La prefazione di Bianca Nogara Notarianni (Esplodiamo anche il linguaggio, allora) offre una chiave interpretativa fondamentale: la poesia, come il verso animale, è necessità vitale, non lusso estetico. È atto di sabotaggio del linguaggio specista, fuga e insieme alleanza. In queste pagine risuonano echi di Jacques Derrida, Gilles Deleuze, Donna Haraway, Maurice Blanchot: pensatori che hanno interrogato il rapporto tra umano e non-umano, tra linguaggio e vita. Mastrototaro si colloca in questa tradizione critica, facendo della poesia un dispositivo etico e politico che non si limita a denunciare, ma restituisce identità alle vittime, liberandole dalla cancellazione della cronaca nera. Trovo importante introdurre il concetto di “specismo” ovvero la convinzione che la specie umana sia superiore alle altre specie animali, un’idea pregiudiziale che porta a un diverso trattamento e a uno sfruttamento degli animali.

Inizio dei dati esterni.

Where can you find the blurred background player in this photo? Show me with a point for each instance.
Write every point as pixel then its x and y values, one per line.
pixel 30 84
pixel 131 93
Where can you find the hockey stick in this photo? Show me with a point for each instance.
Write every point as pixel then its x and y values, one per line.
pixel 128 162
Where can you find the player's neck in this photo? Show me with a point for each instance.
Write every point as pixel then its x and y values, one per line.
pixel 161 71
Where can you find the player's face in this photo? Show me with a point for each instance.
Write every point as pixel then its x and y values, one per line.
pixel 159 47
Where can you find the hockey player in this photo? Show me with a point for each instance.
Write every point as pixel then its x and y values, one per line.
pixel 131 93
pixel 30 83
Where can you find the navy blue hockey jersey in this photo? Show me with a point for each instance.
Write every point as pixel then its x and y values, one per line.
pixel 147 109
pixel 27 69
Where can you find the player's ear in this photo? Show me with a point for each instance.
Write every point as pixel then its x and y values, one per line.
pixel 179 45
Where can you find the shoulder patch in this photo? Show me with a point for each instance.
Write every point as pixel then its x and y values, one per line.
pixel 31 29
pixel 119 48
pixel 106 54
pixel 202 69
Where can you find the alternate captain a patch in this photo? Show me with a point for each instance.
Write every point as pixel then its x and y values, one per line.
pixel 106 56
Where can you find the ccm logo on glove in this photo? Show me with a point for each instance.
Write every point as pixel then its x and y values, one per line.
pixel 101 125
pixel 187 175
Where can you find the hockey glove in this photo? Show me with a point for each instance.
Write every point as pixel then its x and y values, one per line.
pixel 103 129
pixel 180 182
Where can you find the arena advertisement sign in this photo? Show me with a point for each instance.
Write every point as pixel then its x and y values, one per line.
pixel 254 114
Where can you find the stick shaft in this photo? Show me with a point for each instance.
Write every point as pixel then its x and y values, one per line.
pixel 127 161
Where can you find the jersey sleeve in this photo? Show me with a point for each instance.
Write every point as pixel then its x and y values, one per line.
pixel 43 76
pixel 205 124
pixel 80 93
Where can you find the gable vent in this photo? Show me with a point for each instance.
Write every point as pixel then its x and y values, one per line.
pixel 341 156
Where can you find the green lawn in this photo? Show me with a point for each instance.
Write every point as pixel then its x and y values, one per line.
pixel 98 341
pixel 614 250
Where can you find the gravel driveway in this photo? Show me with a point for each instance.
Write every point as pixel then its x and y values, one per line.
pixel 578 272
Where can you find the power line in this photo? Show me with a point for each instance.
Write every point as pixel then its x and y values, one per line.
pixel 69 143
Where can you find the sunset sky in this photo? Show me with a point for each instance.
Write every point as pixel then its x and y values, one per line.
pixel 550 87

Ecco quindi che un antispecista è persona o pensiero che si oppone allo specismo, ossia alla discriminazione basata sull’appartenenza di specie, sostenendo che tutti gli animali, umani e non umani, dovrebbero avere lo stesso valore e gli stessi diritti. Ci troviamo di fronte ad un’ideologia di eguaglianza radicale che spesso si traduce in pratiche come il veganismo, il boicottaggio dello sfruttamento animale e un impegno più ampio verso la giustizia per tutti gli esseri vulnerabili.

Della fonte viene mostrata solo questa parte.